Just read Susan Jacoby’s biography of Robert Ingersoll: America’s eloquent and passionate mid-19th century orator who was a popularizer of science, an early champion of full equal rights for women, an abolitionist, a booster of Thomas Paine, a critic of anti-immigrant policies and religion… a man who was obsessed with justice, a believer in the intrinsic goodness of human nature, and promoter of universal human rights. It’s relatively brief, but if you’d like a quality introduction to one of America’s greatest, I highly recommend this book!

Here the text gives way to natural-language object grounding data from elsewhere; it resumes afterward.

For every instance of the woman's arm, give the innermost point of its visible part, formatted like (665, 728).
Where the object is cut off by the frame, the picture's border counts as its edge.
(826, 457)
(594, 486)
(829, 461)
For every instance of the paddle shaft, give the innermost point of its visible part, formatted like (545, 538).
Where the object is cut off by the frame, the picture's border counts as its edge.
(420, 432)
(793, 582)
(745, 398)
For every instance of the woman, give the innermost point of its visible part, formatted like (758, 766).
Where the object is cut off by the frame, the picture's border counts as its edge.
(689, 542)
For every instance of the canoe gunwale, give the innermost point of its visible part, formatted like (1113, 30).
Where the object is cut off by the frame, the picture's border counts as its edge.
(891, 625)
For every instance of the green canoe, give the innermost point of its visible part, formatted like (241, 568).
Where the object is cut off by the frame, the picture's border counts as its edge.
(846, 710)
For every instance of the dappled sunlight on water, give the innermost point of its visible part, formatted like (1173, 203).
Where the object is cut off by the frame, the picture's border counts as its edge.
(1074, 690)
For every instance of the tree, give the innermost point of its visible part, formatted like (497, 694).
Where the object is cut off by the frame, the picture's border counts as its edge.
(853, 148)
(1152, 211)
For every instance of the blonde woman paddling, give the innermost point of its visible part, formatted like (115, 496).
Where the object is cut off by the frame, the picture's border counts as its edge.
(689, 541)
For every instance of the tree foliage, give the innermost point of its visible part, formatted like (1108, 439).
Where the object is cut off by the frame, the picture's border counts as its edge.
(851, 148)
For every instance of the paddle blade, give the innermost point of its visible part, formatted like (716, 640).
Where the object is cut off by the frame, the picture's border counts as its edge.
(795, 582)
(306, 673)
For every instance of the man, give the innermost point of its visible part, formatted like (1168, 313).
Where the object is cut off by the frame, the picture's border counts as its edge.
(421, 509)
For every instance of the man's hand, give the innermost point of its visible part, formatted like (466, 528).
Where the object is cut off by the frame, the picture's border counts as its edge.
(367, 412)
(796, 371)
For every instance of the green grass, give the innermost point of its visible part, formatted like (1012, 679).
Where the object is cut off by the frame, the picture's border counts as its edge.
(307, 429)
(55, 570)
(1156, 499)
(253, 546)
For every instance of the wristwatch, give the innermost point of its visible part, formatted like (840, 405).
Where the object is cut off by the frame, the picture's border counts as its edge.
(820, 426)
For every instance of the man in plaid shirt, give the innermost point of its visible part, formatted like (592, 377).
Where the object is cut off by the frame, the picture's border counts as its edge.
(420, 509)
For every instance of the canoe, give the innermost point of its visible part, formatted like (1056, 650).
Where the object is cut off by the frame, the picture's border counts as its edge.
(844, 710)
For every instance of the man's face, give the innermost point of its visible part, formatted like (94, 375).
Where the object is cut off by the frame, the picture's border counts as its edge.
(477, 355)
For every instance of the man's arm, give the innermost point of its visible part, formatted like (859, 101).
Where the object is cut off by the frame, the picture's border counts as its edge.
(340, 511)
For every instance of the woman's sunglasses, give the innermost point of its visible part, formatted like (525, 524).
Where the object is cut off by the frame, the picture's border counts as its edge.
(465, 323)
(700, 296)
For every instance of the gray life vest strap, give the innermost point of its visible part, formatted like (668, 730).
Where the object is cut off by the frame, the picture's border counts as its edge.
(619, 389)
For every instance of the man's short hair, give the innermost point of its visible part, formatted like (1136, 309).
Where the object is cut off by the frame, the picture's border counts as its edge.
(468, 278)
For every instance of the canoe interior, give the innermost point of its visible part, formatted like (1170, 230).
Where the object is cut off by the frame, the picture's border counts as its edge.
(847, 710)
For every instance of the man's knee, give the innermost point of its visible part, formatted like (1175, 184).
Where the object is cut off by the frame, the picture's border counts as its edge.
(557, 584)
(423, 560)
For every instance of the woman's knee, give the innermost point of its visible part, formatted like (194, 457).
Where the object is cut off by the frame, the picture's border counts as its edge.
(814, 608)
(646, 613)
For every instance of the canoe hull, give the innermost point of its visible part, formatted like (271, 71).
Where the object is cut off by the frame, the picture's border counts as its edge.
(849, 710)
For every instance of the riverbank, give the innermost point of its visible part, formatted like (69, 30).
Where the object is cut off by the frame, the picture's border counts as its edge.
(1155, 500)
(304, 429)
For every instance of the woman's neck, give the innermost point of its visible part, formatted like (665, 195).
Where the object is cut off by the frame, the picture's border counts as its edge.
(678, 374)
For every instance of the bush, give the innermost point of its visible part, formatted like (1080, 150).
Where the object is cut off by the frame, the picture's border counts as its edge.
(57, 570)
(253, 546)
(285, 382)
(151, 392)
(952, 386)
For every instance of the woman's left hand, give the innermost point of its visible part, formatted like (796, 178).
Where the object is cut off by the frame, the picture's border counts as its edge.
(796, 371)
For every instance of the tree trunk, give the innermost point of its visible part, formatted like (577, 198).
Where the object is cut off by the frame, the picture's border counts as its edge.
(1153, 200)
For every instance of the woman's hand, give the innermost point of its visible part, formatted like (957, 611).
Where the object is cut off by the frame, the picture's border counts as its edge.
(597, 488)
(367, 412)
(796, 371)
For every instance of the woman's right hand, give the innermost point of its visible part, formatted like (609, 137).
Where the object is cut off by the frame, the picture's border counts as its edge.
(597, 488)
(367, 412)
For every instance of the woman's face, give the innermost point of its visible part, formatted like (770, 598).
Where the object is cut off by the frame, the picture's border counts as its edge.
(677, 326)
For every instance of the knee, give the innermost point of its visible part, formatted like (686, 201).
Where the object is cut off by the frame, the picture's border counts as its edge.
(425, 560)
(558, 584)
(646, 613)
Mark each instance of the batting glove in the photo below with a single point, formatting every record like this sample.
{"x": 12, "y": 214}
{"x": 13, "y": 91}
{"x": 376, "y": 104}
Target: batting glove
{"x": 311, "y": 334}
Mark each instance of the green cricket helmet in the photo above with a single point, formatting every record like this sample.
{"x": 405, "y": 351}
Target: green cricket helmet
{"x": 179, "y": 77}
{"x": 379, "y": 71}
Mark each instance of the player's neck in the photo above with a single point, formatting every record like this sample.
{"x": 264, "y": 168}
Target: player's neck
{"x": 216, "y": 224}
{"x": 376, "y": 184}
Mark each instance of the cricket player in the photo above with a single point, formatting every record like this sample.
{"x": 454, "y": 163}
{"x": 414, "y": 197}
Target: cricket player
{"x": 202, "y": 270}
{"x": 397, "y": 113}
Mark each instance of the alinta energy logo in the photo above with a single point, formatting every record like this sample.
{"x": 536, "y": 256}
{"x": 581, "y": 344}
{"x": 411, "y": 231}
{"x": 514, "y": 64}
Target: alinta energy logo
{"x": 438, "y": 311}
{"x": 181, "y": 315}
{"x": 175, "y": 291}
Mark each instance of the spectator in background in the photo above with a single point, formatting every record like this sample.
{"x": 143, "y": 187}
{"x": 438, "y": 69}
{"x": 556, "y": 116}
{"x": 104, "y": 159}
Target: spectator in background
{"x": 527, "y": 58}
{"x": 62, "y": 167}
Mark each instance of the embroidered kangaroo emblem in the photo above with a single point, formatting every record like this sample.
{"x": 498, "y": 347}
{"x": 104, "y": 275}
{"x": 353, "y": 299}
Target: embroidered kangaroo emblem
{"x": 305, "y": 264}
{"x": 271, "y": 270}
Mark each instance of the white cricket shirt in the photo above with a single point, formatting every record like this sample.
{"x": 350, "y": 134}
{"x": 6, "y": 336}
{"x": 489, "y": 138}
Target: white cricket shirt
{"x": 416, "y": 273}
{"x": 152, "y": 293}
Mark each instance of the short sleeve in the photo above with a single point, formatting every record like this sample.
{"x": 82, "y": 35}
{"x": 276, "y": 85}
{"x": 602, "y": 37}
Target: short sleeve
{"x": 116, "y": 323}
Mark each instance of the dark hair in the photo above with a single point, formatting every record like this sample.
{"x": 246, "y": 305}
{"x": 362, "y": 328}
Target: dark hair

What’s especially impressive about Ingersoll was that his views on immigration, women’s and immigrant’s rights, and religious liberty (both from and of) were nearly wholly untarnished by the prejudices of his time, unlike many of his contemporaries. For example, even the great Elizabeth Cady Stanton used racist and anti-immigrant rhetoric in her advocacy for women’s rights, and Herbert Spencer used his interpretation of Darwinism to promote eugenicist policies. In contrast, Ingersoll’s commitment to justice ran so deep that he rejected such bigoted ideas, instead promoting Darwin’s own view that human beings, in a state of civilization, thrive precisely because we are cooperative, altruistic, and empathetic, and that the theory of evolution reveals that the human race is one big family.

Jacoby, Susan. The Great Agnostic: Robert Ingersoll and American Freethought. New Naven: Yale University Press, 2013.